Cereal wars: Small bakery triumphs against granola giant in court

Granola is back on the menu at cafes around Australia after a small Victorian bakery emerged victorious from a legal dispute as to whether a trademark on the word “granola” had been infringed.

Multinational food giant Sanitarium sued the Geelong-based Irrewarra Sourdough Bakery for infringing its trademark on the word granola after the bakery sold packets “much like toasted muesli, although perhaps clumpier” labelled as ”all natural handmade granola”.

Sanitarium has a trademark on the term as part of its ”Granola Oat Clusters” breakfast food.

In the Federal Court case, Sanitarium argued the word ”granola”, widely understood in the United States to mean a crunchy toasted cereal, had a more ”boutique” meaning in Australia and was limited to its own breakfast products.

Sanitarium argued Irrewarra had been using the term ”granola” as a trademark but Irrewarra said the use of the word was ”purely descriptive”.

In a judgment handed down last week, Justice Jagot rejected Sanitarium’s argument and held that the words “all natural handmade” were “plainly descriptive of the product”.

“In context, the word ‘granola’ also reads as part of the product description,” she found.

She also rejected the proposal that the word had only a limited meaning in Australia and said Sanitarium’s case “suffers from an air of unreality”.

Jagot looked at Irrewarra’s evidence about recipes for a homemade breakfast food called granola, appearances of such a breakfast food in various cafes and restaurants, and manufacture and sale of boutique-style packets of such a breakfast food in Australia from the 1970s onwards.

“The modern world is characterised by rapid communication and extensive cultural exchanges, particularly from the USA in the form of films, television programs, music, books and travel,” she found.

“The fact is that the word granola has appeared in Australian dictionaries since at least 2004 and, since its invention in the late 1800s, has had more than a century of usage in the USA to percolate into the consciousness of Australians.”

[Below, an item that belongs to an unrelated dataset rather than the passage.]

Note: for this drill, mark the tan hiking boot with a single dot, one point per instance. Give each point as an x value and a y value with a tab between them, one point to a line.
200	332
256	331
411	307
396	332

Ben Hamilton, partner at law firm Hall & Wilcox, told SmartCompany the legal controversy arose over a registered trademark which could also be described as descriptive.

“In this case it is granola, you have been given a right to have a trademark but that right only extends to where someone else is using that word granola has a trademark. If they are using it in a descriptive sense to describe their product then it won’t be trademark infringement,” says Hamilton.

“The court looked at the context of where the word appeared in the packaging, in this case the label did contain the word granola but the word granola was not that prominent in the overall context of the label.”

Hamilton says there is a difference between getting a trademark and actually enforcing a trademark.

“There is a presumption of registerability and in some instances it then becomes a question of can you enforce that trademark,” he says.

“The trademark register should be taken at face value and assumptions should not be readily made about what rights appear to be.”

Julie Praestiin, spokesperson for Sanitarium, told SmartCompany the court upheld that in the breakfast cereal category Granola remains a registered trademark of Sanitarium which it has held since 1921.

“It also determined that the word granola has limited use as a generic descriptor,” she says.

“As part of normal business operations, Sanitarium will continue to protect its intellectual property and its associated trademarks.”

SmartCompany also contacted Irrewarra for comment but did not receive a reply prior to publication.